简体   繁体   English

如何正确命名 ParseResults?

[英]How do I correctly name ParseResults?

I like to name the entities in my grammar so I can access them using the as_dict() feature of ParseResults .我喜欢在我的语法中命名实体,这样我就可以使用 ParseResults 的ParseResults as_dict()特性访问它们。 But somehow it is not obvious to me where exactly I should "group" and "name" them.但不知何故,对我来说我应该在哪里“分组”和“命名”它们并不明显。 This often results in some kind of trial and error process.这通常会导致某种试错过程。

To make more clear what I mean I tried to strip down the problem to a minimal example:为了更清楚地说明我的意思,我试图将问题简化为一个最小的例子:

If we define an identifier that is labelled with "I" and holds the name of the identifier:如果我们定义一个标有“I”的标识符并保存标识符的名称:

from  pyparsing import *

identifier = Word(alphas,nums)
gid        = Group(identifier("I"))
idg        = Group(identifier)("I")

t=gid.parseString("x1")
print(t.as_dict(), t.as_list())
t=idg.parseString("x1")
print(t.as_dict(), t.as_list())

results in:结果是:

{} [['x1']]
{'I': ['x1']} [['x1']]

which suggests that I should first "Group" then "name" the identifier.这表明我应该先“分组”然后“命名”标识符。

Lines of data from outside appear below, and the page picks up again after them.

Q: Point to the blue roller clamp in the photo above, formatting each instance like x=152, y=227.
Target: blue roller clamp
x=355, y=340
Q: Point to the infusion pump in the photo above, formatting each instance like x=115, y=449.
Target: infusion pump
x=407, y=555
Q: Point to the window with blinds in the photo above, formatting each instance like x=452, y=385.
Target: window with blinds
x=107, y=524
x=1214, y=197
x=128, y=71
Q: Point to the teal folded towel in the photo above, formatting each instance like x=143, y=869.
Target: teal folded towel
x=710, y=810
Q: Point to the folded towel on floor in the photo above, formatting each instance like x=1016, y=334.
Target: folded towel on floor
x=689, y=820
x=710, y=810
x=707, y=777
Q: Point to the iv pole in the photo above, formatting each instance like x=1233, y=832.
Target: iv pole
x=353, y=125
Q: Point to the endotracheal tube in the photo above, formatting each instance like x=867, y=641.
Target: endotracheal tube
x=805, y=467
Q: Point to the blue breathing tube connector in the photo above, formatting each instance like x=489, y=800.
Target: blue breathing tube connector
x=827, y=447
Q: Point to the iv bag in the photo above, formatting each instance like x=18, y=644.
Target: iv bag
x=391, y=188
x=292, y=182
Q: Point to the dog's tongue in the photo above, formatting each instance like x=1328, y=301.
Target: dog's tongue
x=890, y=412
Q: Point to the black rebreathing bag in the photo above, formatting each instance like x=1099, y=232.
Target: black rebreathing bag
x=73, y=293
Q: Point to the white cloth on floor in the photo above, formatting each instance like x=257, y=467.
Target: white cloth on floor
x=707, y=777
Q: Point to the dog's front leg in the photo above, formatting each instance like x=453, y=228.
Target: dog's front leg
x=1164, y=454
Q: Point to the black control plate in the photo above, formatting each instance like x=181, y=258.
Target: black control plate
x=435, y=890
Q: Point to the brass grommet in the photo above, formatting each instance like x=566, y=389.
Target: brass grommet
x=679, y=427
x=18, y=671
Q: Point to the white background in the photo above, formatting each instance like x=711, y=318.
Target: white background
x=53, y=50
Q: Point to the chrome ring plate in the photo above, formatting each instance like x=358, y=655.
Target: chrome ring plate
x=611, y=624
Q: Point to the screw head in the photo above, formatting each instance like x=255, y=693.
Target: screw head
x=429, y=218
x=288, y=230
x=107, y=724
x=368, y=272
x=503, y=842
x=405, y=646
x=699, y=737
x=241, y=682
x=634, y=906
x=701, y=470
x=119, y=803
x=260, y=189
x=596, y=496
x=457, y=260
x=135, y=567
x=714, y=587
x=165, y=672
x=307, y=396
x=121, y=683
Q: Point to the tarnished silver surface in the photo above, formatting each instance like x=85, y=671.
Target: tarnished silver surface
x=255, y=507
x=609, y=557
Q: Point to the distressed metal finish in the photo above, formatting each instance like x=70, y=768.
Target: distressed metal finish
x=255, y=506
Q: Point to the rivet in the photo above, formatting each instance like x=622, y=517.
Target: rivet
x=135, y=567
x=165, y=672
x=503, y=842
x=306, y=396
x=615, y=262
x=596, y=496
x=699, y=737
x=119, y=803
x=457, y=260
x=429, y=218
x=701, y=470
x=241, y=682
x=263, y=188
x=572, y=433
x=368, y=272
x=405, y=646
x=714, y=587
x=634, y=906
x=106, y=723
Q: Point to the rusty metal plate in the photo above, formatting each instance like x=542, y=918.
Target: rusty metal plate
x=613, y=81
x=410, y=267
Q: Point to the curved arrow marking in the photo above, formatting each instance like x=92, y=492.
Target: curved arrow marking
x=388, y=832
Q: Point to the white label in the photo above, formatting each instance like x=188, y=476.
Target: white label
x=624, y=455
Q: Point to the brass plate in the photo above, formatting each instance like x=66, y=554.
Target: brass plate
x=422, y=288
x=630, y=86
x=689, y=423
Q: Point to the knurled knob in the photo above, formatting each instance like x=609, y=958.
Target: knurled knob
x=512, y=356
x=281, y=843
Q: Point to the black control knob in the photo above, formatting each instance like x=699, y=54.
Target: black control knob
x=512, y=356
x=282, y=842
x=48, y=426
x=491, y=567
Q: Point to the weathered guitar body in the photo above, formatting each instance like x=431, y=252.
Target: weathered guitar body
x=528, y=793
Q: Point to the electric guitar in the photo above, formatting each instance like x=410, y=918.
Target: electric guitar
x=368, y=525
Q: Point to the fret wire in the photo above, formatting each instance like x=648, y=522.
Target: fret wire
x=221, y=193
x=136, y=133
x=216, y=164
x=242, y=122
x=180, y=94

However if I use a sequence of these (named "P") it's vice versa, as this (continued) example shows:但是,如果我使用这些序列(名为“P”),则反之亦然,如本(续)示例所示:

prog= [
    Group(ZeroOrMore(gid)).setResultsName("P"),
    Group(ZeroOrMore(idg)).setResultsName("P"),
]

s = "x1 x2"

for i in range(0,len(prog)):
    t=prog[i].parseString(s)
    print(t.as_dict(), t.as_list())
    for v in t.P:
        print(v.as_dict(), t.as_list())

which outputs:输出:

{'P': [{'I': 'x1'}, {'I': 'x2'}]} [[['x1'], ['x2']]]
{'I': 'x1'} [[['x1'], ['x2']]]
{'I': 'x2'} [[['x1'], ['x2']]]
{'P': {'I': ['x2']}} [[['x1'], ['x2']]]
{} [[['x1'], ['x2']]]
{} [[['x1'], ['x2']]]

Am I doing something wrong?难道我做错了什么? Or did I just misunderstand named results?或者我只是误解了命名结果?

Cheers, Alex干杯,亚历克斯

Welcome to pyparsing, Grouping and results names are really important features to get a good understanding of, for making parsers with useful results.欢迎使用 pyparsing,分组和结果名称是非常重要的特性,需要很好地理解,以便使解析器具有有用的结果。 so it's great that you are learning these basics.所以很高兴你正在学习这些基础知识。

I had suggested using create_diagram() to better see the structure and the names for these expressions.我曾建议使用create_diagram()来更好地查看这些表达式的结构和名称。 But they are almost too simple for the diagrams to really show much.但它们对于图表来说几乎太简单了,无法真正显示太多。 As you work with pyparsing further, you might come back to using create_diagram to make parser railroad diagrams for your pyparsing parsers.当您进一步使用 pyparsing 时,您可能会回来使用create_diagram为您的 pyparsing 解析器制作解析器铁路图。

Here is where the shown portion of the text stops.